Second, the bot’s false and defamatory information was provided only to Riehl who asked for it using ChatGPT as no more than a research tool. The false statements were not published to anyone other than the researcher, and such requested communications are typically deemed “privileged” against being considered libel.
Third, OpenAI did not know or have reason to know that ChatGPT, pressed repeatedly by Riehl, would hallucinate the false statements. Without such knowledge, OpenAI did not act intentionally, recklessly, or negligently in any way that led to the bot’s egregiously false statements.
Fourth, ChatGPT repeatedly warned that its “answers” could be wrong. Such warnings, called “disclaimers,” are the legal equivalent of saying “the statements are just opinions or speculations, not facts.” That means the bot’s false statements about Walters amounted to potentially bogus claims not to be trusted. Therefore, those claims were not “published defamatory statements of fact.”
The AI lessons learned… and the potholes that remain
The Walters test case included too many weaknesses and its defeat was predictable. The case is on appeal, so the higher court might see it differently. Several key takeaways from it highlight the realities of using AI chatbots like ChatGPT for research, however, including:
- Whether the bot’s results come from the first search or after several attempts, the content can be quite wrong. If the results could be defamatory, don’t publish them as true because you may gravely harm another person and you could be committing libel yourself.
- We need to double check bot results, but if we use other bots or AI Internet search tools, we risk still getting false or hallucinatory results.
- Even if the research bot is pressed to admit it is wrong, the bot will not correct itself globally, so that other users will get the same wrong answers in their research.

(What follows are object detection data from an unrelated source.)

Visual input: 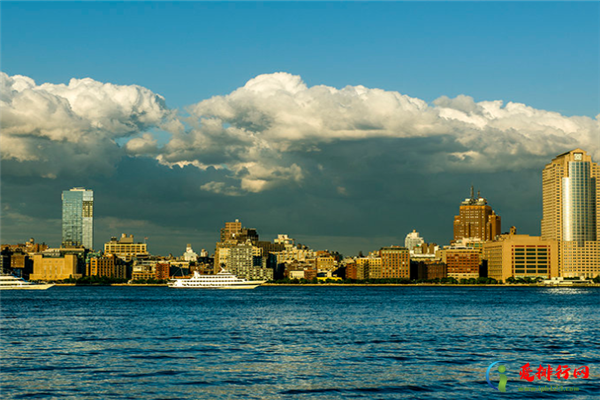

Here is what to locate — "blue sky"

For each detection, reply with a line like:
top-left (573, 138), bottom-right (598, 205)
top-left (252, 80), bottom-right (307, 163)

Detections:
top-left (0, 1), bottom-right (600, 254)
top-left (2, 2), bottom-right (600, 116)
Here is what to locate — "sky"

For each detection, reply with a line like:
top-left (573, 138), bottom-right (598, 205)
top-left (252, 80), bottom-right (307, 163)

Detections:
top-left (0, 1), bottom-right (600, 255)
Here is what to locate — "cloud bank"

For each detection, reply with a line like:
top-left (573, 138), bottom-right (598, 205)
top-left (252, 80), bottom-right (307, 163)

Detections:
top-left (0, 73), bottom-right (173, 178)
top-left (0, 72), bottom-right (600, 191)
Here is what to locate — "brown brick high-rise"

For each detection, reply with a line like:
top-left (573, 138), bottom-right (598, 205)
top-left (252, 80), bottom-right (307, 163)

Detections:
top-left (454, 188), bottom-right (501, 241)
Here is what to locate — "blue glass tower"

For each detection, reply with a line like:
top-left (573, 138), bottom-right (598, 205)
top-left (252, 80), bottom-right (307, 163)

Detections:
top-left (62, 188), bottom-right (94, 249)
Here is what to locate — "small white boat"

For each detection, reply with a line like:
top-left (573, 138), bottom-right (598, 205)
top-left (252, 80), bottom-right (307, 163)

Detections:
top-left (168, 269), bottom-right (266, 289)
top-left (0, 274), bottom-right (54, 290)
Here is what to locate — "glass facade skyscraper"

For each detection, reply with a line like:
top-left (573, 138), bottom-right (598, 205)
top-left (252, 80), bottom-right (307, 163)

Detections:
top-left (542, 149), bottom-right (600, 278)
top-left (62, 188), bottom-right (94, 249)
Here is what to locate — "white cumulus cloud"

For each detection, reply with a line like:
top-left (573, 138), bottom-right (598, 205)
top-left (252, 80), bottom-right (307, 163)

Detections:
top-left (159, 72), bottom-right (600, 192)
top-left (0, 72), bottom-right (172, 177)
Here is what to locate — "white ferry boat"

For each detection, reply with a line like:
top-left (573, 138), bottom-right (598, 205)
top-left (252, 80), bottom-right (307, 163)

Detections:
top-left (0, 274), bottom-right (54, 290)
top-left (168, 269), bottom-right (266, 289)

Legal reform proposal: Put teeth into defamation law against AI falsehoods
AI-powered online research tools already pervade the Internet. People scarcely know how to detect when AI results are true, untrue, biased, partially true, crucially incomplete, or wholly invented by hallucination.
Some might call for more top-down government control of AI and the Internet, but governments can be just as wrong, misleading, or agenda-driven.

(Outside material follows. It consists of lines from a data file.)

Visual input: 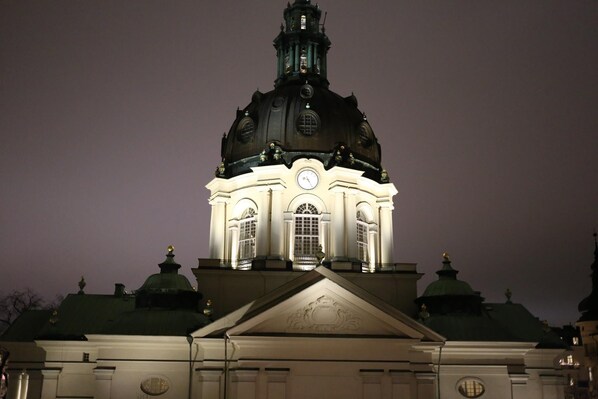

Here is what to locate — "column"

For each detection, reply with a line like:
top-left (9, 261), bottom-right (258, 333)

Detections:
top-left (359, 370), bottom-right (384, 399)
top-left (368, 223), bottom-right (378, 272)
top-left (197, 369), bottom-right (222, 399)
top-left (15, 370), bottom-right (29, 399)
top-left (41, 368), bottom-right (62, 399)
top-left (210, 198), bottom-right (226, 261)
top-left (320, 213), bottom-right (331, 260)
top-left (345, 191), bottom-right (357, 259)
top-left (284, 211), bottom-right (295, 260)
top-left (230, 369), bottom-right (259, 399)
top-left (255, 188), bottom-right (271, 258)
top-left (270, 190), bottom-right (284, 259)
top-left (378, 200), bottom-right (394, 265)
top-left (93, 367), bottom-right (116, 399)
top-left (266, 369), bottom-right (289, 399)
top-left (228, 225), bottom-right (239, 269)
top-left (330, 191), bottom-right (347, 259)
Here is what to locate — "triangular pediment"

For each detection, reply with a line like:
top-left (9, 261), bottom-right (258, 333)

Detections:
top-left (194, 268), bottom-right (443, 341)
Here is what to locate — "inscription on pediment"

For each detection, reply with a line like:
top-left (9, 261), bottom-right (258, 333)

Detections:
top-left (287, 295), bottom-right (362, 332)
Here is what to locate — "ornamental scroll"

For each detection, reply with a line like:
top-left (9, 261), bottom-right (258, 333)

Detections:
top-left (287, 295), bottom-right (361, 332)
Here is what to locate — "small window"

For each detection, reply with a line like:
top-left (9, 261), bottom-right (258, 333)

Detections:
top-left (457, 378), bottom-right (486, 398)
top-left (359, 122), bottom-right (374, 147)
top-left (239, 208), bottom-right (256, 267)
top-left (294, 204), bottom-right (320, 265)
top-left (237, 116), bottom-right (255, 143)
top-left (297, 111), bottom-right (320, 136)
top-left (140, 377), bottom-right (170, 396)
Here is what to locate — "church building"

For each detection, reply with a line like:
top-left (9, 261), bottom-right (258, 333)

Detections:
top-left (1, 0), bottom-right (569, 399)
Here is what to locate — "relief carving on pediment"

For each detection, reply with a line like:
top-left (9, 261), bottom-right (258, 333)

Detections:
top-left (287, 295), bottom-right (361, 332)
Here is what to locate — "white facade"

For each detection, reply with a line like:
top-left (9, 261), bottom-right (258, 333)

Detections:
top-left (7, 267), bottom-right (564, 399)
top-left (207, 159), bottom-right (397, 272)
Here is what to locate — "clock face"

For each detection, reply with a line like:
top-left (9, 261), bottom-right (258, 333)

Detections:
top-left (297, 169), bottom-right (320, 190)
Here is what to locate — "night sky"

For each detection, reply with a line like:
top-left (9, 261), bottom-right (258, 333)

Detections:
top-left (0, 0), bottom-right (598, 324)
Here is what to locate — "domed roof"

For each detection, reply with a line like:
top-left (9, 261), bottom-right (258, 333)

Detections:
top-left (216, 1), bottom-right (388, 183)
top-left (222, 82), bottom-right (382, 180)
top-left (415, 253), bottom-right (484, 314)
top-left (135, 246), bottom-right (202, 310)
top-left (421, 253), bottom-right (477, 298)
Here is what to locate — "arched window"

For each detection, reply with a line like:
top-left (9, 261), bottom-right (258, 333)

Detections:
top-left (294, 203), bottom-right (320, 265)
top-left (239, 208), bottom-right (256, 267)
top-left (357, 211), bottom-right (370, 263)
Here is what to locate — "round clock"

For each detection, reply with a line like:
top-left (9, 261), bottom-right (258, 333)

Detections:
top-left (297, 169), bottom-right (320, 190)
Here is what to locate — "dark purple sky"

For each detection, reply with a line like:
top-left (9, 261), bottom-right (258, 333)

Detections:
top-left (0, 0), bottom-right (598, 324)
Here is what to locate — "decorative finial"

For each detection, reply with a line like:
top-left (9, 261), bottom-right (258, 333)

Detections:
top-left (505, 288), bottom-right (513, 303)
top-left (48, 309), bottom-right (58, 325)
top-left (203, 299), bottom-right (214, 317)
top-left (380, 169), bottom-right (390, 183)
top-left (419, 303), bottom-right (430, 320)
top-left (78, 276), bottom-right (87, 294)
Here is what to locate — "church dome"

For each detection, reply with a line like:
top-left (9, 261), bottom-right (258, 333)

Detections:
top-left (415, 253), bottom-right (484, 314)
top-left (216, 1), bottom-right (387, 183)
top-left (135, 246), bottom-right (202, 310)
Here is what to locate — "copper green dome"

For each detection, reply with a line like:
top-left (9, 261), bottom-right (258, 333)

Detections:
top-left (216, 1), bottom-right (388, 182)
top-left (415, 253), bottom-right (484, 314)
top-left (135, 246), bottom-right (202, 310)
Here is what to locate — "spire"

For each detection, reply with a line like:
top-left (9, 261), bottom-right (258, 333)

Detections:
top-left (274, 0), bottom-right (330, 87)
top-left (436, 252), bottom-right (459, 280)
top-left (577, 231), bottom-right (598, 321)
top-left (158, 245), bottom-right (181, 273)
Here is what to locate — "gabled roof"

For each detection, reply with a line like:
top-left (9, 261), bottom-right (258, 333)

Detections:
top-left (193, 267), bottom-right (444, 342)
top-left (37, 294), bottom-right (135, 340)
top-left (0, 309), bottom-right (52, 342)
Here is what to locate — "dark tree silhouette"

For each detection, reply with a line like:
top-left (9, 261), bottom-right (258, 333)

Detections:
top-left (0, 288), bottom-right (44, 332)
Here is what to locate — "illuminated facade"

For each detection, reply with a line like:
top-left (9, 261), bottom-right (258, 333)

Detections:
top-left (3, 0), bottom-right (567, 399)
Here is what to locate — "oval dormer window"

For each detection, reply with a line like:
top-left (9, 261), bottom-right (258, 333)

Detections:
top-left (237, 116), bottom-right (255, 143)
top-left (140, 376), bottom-right (170, 396)
top-left (359, 122), bottom-right (374, 147)
top-left (297, 110), bottom-right (320, 136)
top-left (457, 378), bottom-right (486, 398)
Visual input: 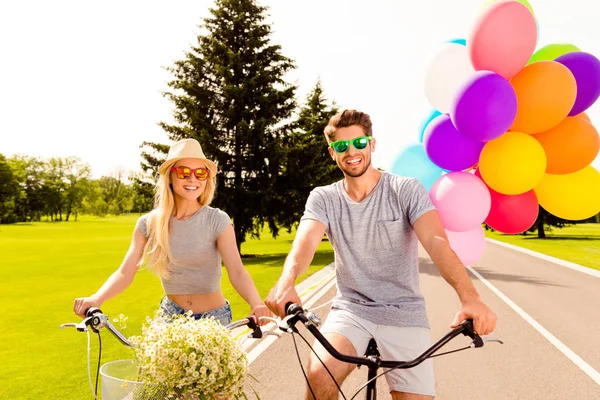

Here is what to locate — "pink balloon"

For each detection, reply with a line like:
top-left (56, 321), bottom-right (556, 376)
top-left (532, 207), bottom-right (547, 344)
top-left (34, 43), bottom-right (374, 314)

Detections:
top-left (429, 171), bottom-right (492, 232)
top-left (446, 225), bottom-right (485, 265)
top-left (467, 1), bottom-right (538, 79)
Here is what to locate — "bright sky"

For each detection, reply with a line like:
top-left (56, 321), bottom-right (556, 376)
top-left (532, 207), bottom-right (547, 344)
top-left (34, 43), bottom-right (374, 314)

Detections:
top-left (0, 0), bottom-right (600, 178)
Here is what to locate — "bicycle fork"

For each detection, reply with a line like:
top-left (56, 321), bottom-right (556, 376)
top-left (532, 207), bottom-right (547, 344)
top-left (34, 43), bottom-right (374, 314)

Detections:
top-left (365, 339), bottom-right (380, 400)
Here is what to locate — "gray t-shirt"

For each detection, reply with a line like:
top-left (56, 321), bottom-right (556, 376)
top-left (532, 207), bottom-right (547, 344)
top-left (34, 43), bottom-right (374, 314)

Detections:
top-left (136, 206), bottom-right (231, 294)
top-left (301, 172), bottom-right (435, 328)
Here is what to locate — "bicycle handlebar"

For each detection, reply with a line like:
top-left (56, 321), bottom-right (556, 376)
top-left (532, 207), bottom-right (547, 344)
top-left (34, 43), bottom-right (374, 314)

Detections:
top-left (60, 307), bottom-right (276, 347)
top-left (281, 302), bottom-right (492, 369)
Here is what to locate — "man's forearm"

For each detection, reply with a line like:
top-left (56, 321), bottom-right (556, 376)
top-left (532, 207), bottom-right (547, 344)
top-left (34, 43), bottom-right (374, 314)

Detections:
top-left (281, 249), bottom-right (312, 284)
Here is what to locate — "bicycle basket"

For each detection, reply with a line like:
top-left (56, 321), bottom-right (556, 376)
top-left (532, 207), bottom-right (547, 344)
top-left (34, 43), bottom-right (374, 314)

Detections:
top-left (100, 360), bottom-right (188, 400)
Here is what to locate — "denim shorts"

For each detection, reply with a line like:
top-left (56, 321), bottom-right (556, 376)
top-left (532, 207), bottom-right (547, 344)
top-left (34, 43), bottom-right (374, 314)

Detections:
top-left (160, 296), bottom-right (233, 325)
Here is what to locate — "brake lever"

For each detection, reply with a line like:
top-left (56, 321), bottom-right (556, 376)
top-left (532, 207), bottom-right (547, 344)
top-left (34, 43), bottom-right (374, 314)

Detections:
top-left (483, 338), bottom-right (504, 344)
top-left (460, 319), bottom-right (485, 348)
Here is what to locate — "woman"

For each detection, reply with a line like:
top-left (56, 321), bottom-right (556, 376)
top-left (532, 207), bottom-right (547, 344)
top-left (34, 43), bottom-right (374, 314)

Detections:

I personally favor modernizing the civil laws against libel and defamation to allow injured people to readily win and receive statutory damage awards including attorneys’ fees, or to get injunctions, against AI systems for publishing outright falsehoods that damage reputations and businesses — without having to prove that the bot’s owner was negligent, reckless, or intentional. When bot developers face serious monetary consequences for failing to prevent defamation, they might be more strongly motivated to develop software solutions to mitigate the problem.